When you’re running a test like this, you are betting that there will be no difference between your control ad and your experimental ad, and that any observed difference in CTR is due to sampling error, or chance. This is called the null hypothesis.
To determine whether to reject or accept the null hypothesis, we need a significance level and a p-value. The significance level is chosen. It is the probability of us rejecting the null hypothesis when it’s actually true. In other words, it’s the probability that we will incorrectly conclude that there is a difference in our ads when there is none.
The p-value is the calculated probability of us obtaining results as extreme as the ones we received, assuming the null hypothesis is true (that there is truly no difference).
Traditionally, .05 is an acceptable significance level. Although .01 will lessen the likelihood of incorrectly rejecting the null hypothesis, it will also require more data. To determine if our results are significant, we compare our p-value to our significance level. If it is less than or equal to the significance level, we reject the null hypothesis.
Thankfully, there are plenty of online calculators that will do all of the math for you. We have a blog talking about the chi-squared test that might be helpful.
I personally use this tool from VMO, which has a .05 significance level . Your number of impressions will go in the “visitors” space and your clicks will go in the “conversions” space.

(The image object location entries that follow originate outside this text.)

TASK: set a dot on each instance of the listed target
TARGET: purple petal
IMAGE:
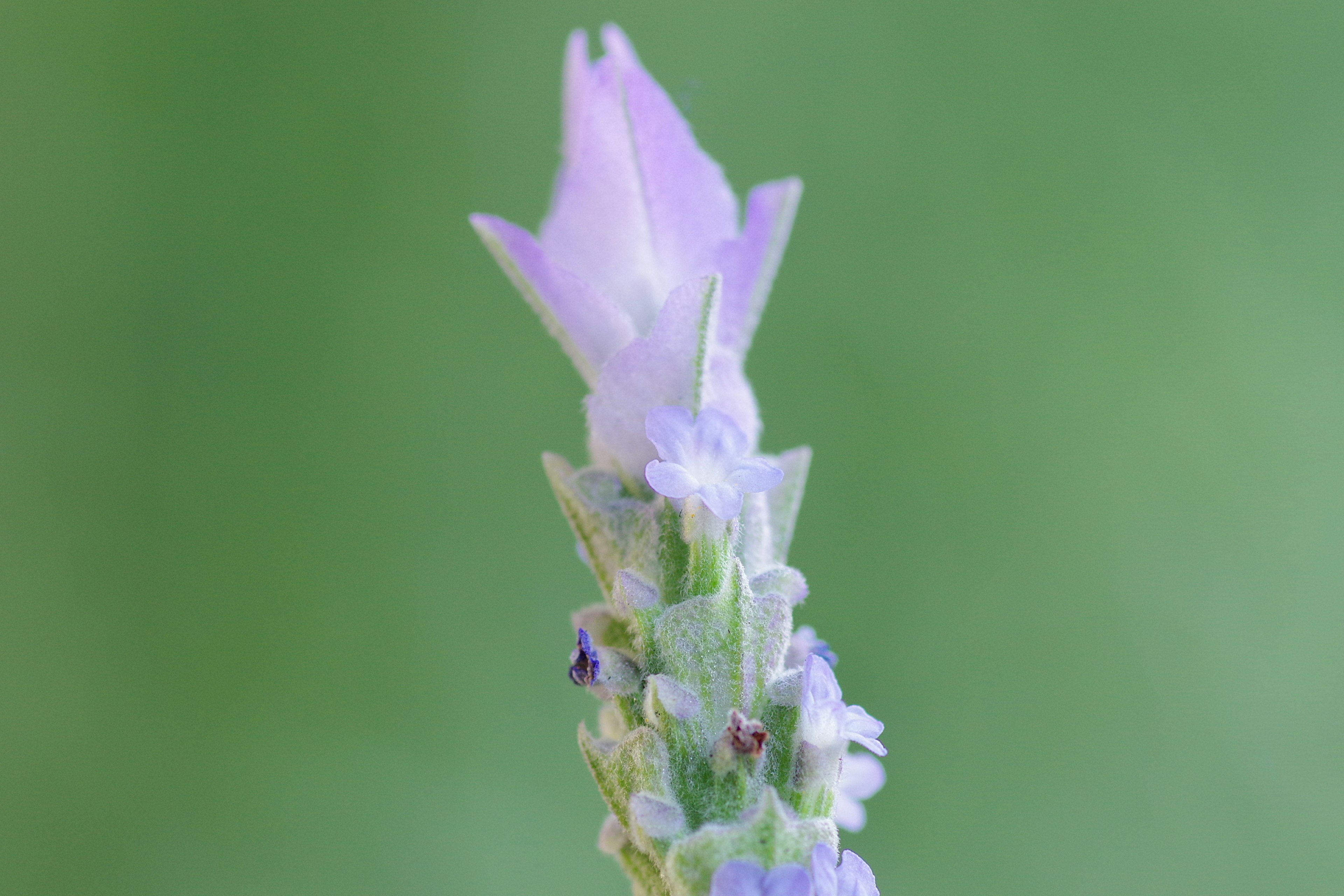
(671, 428)
(588, 326)
(691, 207)
(787, 880)
(855, 878)
(862, 776)
(848, 813)
(660, 819)
(651, 373)
(722, 499)
(574, 94)
(598, 225)
(726, 389)
(756, 475)
(819, 681)
(749, 264)
(824, 870)
(638, 207)
(863, 730)
(737, 878)
(670, 479)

For example, if I wanted to measure the results of a test we just ran for a client, I would head into the interface and find my metrics and data:
Then, plug it into the calculator:
And presto! From here, pick your winner (the control ad in this case) and move on to the next test.
It’s that easy.
Too Close to Call
…or is it?
What if you’ve hit your minimum data, but it’s too close to call? What if you’re such a baller at writing ads that they’re both killing it at an even pace?
Well, it can be a blessing and a curse. It’s great that you know your audience well enough to write two ads that are performing adequately, but you might be limiting yourself in finding copy that performs even better.
In this case, call it after a certain time period (90 days should do it) or pick an impression threshold and cut it off there. Once you end it, we recommend picking the copy that most closely matches the language on your website.
Then, get back out there and test!
A Note on AdWords Campaign Experiments
It is also possible to test ads, as well as account structure, ad groups, keywords, and bids through a feature called AdWords Campaign Experiments (ACE). You can only run one experiment per campaign at a time, but there are several (theoretical) advantages, as well as some drawbacks.
If you’re the type to set and forget, you can define the timeline of your experiment, and then select which version of your variable to keep after the end date.
Another benefit is the ability to set your test audience ratio. For example, if you have a well-performing ad group that you’re considering restructuring, you could make it so 70% of users see your control group and 30% see your experimental group. This will soften the blow to performance that can accompany testing.
ACE also simplifies results measurement by letting you know whether your results are significant or not. However, the reporting can be a bit confusing.
Although there are many cool features, I have not met many PPC professionals, if any, who use it on a regular basis. There is no shortage of blog posts singing ACE’s praises and claiming that the author “doesn’t use it nearly enough,” but I really haven’t found anyone who consistently utilizes ACE. It seems to perpetually be in beta and as mentioned above, the reporting can be a bit wonky. I myself prefer the simplicity of the old-school method.
Still, it does have pretty cool features, so if you do have something interesting in mind for a test, there really are a ton of possibilities. So please, test away!